IN Fire Museum Secures $600K for Building, Restoration Efforts
By Erik Hackman
Source The Evening News and the Tribune, Jeffersonville, Ind.
Aug. 9—JEFFERSONVILLE — After three years of raising money, the Vintage Fire Museum's capital campaign has been completed with over $600,000 contributed for the purchase and restoration of its building.
The museum, at 706 Spring St., Jeffersonville, has been at its location since 2020. It had been at other sites, including just across the street from the current spot.
To celebrate the purchase and success of the capital campaign, the museum will host an event at 4 p.m. Sunday. The event is free to the public and residents are encouraged to attend to celebrate the cause.
"The building is purchased and paid for, the renovations were taken care of and paid for," said Curtis Peters, the Vintage Fire Museum's board chair. "All of that has been done, leaving no debt with this at all."
Fred Conway's personal collection, which he started in the 1970s, lead to the creation of the museum.
Conway was encouraged to open his own vintage fire museum in June 1999. Three months later he died unexpectedly and the museum, which was then off Mt. Tabor Road in New Albany, closed down.
In 2010, the museum purchased Conway's collection. It's one of the largest collections of vintage fire equipment in the country.
"Everything was behind locked doors for 10 years," Peters said. "Someone heard that it was going to be sold on auction or eBay. We were concerned that the collection would be broken up and that it would also be gone from this area."
Peters and others were able to create a nonprofit organization to make an offer for the collection and they were able to buy it.
They moved the collection to a vacated Coyle Chevrolet building in downtown New Albany before settling in Jeffersonville in 2014.
With the new building, they are able to display all of their collection freely as well as offer more activities for the people who visit the museum.
"This building, the atmosphere of it is better with the high ceilings," Peters said. "We can display better our equipment in a better arrangement. And we've added a safety education area with a bedroom and a kitchen."

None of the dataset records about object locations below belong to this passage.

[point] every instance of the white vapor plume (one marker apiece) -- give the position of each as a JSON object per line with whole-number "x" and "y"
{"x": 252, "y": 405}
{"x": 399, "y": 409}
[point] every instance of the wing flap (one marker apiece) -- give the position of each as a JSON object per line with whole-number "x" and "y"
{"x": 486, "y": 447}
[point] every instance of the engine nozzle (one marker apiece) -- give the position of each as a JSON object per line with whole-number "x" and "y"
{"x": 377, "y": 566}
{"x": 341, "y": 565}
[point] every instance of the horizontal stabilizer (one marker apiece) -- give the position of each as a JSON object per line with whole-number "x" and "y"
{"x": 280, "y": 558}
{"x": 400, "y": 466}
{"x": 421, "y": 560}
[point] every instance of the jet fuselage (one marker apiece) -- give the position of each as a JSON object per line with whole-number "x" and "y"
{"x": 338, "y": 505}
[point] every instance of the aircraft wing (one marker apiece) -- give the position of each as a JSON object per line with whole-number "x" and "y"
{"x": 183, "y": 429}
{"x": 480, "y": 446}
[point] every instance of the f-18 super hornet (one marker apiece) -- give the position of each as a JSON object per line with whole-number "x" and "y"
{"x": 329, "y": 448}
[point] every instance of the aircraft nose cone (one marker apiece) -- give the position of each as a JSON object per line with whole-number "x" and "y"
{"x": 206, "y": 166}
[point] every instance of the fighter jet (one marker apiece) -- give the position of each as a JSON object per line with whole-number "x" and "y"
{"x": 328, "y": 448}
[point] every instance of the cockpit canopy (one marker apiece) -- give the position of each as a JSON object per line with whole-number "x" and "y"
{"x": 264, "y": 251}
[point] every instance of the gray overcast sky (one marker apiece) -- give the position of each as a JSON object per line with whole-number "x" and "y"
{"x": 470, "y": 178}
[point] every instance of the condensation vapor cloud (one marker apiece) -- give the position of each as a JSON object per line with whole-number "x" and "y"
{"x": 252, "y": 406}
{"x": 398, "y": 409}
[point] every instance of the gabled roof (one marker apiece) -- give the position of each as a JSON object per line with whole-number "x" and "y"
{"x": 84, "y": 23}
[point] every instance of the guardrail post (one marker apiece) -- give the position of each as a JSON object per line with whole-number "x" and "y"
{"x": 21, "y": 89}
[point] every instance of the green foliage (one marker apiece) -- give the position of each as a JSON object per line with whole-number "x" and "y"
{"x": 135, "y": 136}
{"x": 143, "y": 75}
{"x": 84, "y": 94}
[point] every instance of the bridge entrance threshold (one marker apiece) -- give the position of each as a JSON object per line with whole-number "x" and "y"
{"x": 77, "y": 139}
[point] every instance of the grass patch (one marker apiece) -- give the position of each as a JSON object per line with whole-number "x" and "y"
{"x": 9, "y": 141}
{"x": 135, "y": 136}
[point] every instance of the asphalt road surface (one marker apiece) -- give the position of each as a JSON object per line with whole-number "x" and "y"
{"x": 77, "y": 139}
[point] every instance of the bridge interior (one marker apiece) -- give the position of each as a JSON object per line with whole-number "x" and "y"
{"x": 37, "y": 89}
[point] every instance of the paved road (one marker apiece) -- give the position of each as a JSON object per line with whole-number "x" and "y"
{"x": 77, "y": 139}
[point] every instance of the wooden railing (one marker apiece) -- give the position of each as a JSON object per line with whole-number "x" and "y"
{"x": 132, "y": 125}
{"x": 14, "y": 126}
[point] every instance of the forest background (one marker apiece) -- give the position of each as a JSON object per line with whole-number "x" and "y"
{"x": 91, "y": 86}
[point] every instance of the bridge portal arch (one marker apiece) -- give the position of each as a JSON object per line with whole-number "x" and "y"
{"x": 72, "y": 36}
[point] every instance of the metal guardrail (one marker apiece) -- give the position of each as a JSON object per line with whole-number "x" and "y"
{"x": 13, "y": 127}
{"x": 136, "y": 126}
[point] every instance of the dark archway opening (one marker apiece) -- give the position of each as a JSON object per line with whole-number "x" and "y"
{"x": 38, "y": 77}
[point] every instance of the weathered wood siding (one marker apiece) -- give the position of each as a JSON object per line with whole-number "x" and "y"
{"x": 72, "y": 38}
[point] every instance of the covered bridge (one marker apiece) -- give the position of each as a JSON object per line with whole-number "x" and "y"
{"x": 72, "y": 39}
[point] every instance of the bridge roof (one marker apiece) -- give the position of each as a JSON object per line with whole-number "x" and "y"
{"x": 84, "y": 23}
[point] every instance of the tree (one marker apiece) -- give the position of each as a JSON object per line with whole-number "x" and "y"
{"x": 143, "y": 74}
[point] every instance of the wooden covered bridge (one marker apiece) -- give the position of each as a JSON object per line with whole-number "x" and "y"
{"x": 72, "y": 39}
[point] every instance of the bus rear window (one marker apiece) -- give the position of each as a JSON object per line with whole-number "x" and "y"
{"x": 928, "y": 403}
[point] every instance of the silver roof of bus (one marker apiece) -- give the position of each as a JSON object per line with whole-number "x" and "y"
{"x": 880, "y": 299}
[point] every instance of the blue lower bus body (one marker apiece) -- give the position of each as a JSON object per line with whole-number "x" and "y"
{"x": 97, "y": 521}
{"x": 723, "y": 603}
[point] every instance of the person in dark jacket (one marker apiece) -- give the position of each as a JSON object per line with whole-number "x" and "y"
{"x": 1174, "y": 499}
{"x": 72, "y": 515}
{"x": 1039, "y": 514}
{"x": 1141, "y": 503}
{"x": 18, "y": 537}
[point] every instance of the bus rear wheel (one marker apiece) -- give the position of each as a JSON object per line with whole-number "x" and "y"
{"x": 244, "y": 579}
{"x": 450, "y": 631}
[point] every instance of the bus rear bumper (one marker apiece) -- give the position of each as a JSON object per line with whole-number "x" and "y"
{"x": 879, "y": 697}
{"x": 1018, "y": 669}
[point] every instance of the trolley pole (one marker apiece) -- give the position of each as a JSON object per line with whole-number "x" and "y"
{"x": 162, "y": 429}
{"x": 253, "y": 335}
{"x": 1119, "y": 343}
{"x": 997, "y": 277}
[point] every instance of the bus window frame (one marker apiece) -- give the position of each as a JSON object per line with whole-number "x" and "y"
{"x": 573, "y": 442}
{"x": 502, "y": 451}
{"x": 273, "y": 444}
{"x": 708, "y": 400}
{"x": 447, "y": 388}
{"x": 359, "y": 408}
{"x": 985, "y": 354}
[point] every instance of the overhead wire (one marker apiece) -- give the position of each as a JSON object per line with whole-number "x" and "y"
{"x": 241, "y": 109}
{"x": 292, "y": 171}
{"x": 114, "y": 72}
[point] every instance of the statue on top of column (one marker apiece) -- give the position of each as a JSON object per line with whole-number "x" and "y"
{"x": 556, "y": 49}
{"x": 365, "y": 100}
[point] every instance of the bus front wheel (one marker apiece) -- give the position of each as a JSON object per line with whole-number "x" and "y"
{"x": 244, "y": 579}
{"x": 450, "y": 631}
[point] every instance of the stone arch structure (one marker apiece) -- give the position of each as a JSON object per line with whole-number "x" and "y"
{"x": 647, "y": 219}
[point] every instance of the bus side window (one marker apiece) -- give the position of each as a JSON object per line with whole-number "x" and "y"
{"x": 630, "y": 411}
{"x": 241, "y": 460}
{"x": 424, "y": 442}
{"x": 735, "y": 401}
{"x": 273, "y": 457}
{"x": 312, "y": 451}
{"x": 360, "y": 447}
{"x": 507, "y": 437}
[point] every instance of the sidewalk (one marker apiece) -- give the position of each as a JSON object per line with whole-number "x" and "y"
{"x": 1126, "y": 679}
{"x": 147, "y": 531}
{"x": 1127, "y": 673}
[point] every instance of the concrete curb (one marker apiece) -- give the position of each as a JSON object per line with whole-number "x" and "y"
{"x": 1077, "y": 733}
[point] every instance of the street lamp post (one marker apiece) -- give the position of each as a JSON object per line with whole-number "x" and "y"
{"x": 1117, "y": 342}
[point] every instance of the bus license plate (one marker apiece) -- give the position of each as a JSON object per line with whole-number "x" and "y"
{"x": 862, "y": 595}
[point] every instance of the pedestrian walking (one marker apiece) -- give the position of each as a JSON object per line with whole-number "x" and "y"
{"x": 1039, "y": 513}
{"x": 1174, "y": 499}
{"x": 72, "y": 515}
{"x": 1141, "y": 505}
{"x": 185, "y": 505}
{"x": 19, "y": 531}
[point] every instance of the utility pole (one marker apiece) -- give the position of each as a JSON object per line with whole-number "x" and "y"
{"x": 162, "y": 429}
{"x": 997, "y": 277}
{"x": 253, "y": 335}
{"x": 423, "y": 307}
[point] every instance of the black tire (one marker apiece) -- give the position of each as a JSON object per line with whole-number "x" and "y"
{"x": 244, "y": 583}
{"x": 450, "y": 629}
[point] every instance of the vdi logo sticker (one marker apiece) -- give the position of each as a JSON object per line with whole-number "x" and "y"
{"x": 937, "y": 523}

With the education area they are able to teach classes and families what someone should do if there is a fire in their house.
The museum also designed the front of the building to honor firefighters and their service to their communities.
"There are really three purposes that we try to serve, one is honoring firefighters, second is safety and third is telling the history of firefighting," Peters said.
The collection includes equipment not only from Southern Indiana but also from around the country, which tells a more complete story of the history of firefighting.
Now that the organization owns the building, there's not a worry about having to move again.
"We have a good location, it's a prominent location," Peters said. "We have visitors from all over the nation... just a couple of days ago we had somebody make a specific trip down here from Northern Indiana just to see this museum."